Canada’s Freedom Convoy Exposed the Sham of “Pro-Worker” Conservatism
For right-wing advocates of so-called pro-worker conservatism, the Canada trucker protest known as the Freedom Convoy should have been a breakthrough. But the entire idea that conservatives care about the interests of working-class people is a mirage.

A truck participating in the Freedom Convoy in Ottawa, Ontario, Canada on February 1, 2022. (ΙΣΧΣΝΙΚΑ-888 / Wikimedia Commons)
On February 10, just over a week before police finally moved in to evict the nearly monthlong occupation of downtown Ottawa, Manitoba MP Candice Bergen stood up in the House of Commons and asked protesters to go home. “I am asking you to take down the blockades,” said the interim leader of Canada’s Conservative Party. “Protest peacefully and legally, but it’s time to remove the barricades and the trucks for the sake of the economy and because it’s the right thing to do.” While Bergen did take care to reiterate her party’s opposition to vaccine mandates and continued COVID restrictions, the statement still marked a pronounced shift in the rhetoric of Canada’s most powerful right-wing politicians — many of whom had quite openly sought to align themselves with the self-described Freedom Convoy that had spent much of January entrenched in the nation’s capital.
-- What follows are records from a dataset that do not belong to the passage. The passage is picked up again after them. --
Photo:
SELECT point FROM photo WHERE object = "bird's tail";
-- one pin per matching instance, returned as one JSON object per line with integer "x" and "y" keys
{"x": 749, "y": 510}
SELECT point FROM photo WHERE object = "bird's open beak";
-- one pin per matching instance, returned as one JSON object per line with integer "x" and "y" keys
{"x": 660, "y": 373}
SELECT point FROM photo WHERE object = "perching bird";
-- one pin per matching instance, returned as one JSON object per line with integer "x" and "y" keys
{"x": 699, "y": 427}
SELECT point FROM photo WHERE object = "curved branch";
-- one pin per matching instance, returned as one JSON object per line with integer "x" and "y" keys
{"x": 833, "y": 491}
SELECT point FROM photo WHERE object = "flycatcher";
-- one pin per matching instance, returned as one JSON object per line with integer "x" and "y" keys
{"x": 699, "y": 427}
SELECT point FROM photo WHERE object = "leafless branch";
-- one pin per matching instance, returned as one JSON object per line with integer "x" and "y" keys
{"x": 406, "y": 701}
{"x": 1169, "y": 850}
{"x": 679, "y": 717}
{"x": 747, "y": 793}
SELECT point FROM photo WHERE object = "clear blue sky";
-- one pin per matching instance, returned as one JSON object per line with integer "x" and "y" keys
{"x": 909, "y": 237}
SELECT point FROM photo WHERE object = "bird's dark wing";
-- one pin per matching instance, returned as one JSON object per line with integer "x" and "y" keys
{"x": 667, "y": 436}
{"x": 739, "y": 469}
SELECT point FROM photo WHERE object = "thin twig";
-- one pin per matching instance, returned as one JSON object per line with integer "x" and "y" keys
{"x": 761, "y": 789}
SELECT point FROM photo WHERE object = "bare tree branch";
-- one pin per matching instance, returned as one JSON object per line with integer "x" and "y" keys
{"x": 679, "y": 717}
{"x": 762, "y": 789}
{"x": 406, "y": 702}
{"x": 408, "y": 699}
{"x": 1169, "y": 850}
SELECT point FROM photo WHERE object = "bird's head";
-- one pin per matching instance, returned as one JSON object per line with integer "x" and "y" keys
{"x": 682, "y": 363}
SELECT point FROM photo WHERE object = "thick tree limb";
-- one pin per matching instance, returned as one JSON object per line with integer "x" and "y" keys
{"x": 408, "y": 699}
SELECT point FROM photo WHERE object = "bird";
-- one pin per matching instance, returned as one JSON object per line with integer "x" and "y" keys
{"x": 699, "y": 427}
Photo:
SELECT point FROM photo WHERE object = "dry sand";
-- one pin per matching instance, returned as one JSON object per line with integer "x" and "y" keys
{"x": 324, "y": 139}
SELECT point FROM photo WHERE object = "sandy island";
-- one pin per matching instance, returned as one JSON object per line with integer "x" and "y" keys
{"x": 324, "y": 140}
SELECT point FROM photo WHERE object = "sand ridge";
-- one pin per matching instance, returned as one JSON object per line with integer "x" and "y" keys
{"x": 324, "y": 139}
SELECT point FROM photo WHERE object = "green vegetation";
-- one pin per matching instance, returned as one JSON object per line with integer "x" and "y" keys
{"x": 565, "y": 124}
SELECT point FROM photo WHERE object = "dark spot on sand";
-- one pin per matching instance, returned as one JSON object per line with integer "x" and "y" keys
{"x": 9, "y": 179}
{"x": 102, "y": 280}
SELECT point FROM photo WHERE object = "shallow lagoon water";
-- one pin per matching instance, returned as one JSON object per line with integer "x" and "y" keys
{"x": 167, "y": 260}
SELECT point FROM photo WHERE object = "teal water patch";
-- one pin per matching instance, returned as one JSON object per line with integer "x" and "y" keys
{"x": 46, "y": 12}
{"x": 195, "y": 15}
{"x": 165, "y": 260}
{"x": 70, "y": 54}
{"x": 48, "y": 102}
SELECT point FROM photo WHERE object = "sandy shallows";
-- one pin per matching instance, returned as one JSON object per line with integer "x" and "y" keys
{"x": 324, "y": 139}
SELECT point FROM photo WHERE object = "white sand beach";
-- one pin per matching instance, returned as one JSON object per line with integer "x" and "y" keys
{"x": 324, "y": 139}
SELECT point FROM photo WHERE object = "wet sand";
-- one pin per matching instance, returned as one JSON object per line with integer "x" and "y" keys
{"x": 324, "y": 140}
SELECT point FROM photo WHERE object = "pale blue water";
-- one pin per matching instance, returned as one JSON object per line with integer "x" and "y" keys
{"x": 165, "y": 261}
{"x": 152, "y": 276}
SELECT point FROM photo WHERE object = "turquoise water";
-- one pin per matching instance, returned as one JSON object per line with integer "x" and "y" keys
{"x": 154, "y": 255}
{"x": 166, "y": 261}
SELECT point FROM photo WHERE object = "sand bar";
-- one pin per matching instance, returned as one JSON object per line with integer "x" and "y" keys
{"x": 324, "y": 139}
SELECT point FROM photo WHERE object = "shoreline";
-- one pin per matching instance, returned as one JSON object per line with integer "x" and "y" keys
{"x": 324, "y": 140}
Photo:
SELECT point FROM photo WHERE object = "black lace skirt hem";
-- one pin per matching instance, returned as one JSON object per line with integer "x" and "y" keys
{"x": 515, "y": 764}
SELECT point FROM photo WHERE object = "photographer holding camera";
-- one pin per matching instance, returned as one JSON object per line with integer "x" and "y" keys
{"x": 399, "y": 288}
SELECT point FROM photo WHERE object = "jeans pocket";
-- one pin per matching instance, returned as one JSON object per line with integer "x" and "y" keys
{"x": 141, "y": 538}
Bergen herself had posed for photos with demonstrators, as had other Conservative MPs, including former party leader Andrew Scheer. Ontario premier Doug Ford, meanwhile, initially offered an effective endorsement, remarking on February 4, “I understand their frustration. . . . If people want to come down and protest, God bless them.” A week later, Ford would declare a provincewide state of emergency, brand the protests a “siege,” direct his attorney general to freeze access to millions in online donations made to the convoy, and make “crystal clear” (in his words) “[that] it is illegal and punishable to block and impede the movement of goods, people, and services along critical infrastructure.”
In parsing the timeline of events, the cause of institutional conservatism’s rather abrupt pivot is thus easily identified and deeply instructive. With key border crossings blocked, what conservative leaders had initially viewed as a venial sort of disruption suddenly became a different species altogether: namely, the kind that frightens markets and business interests and puts profits at risk.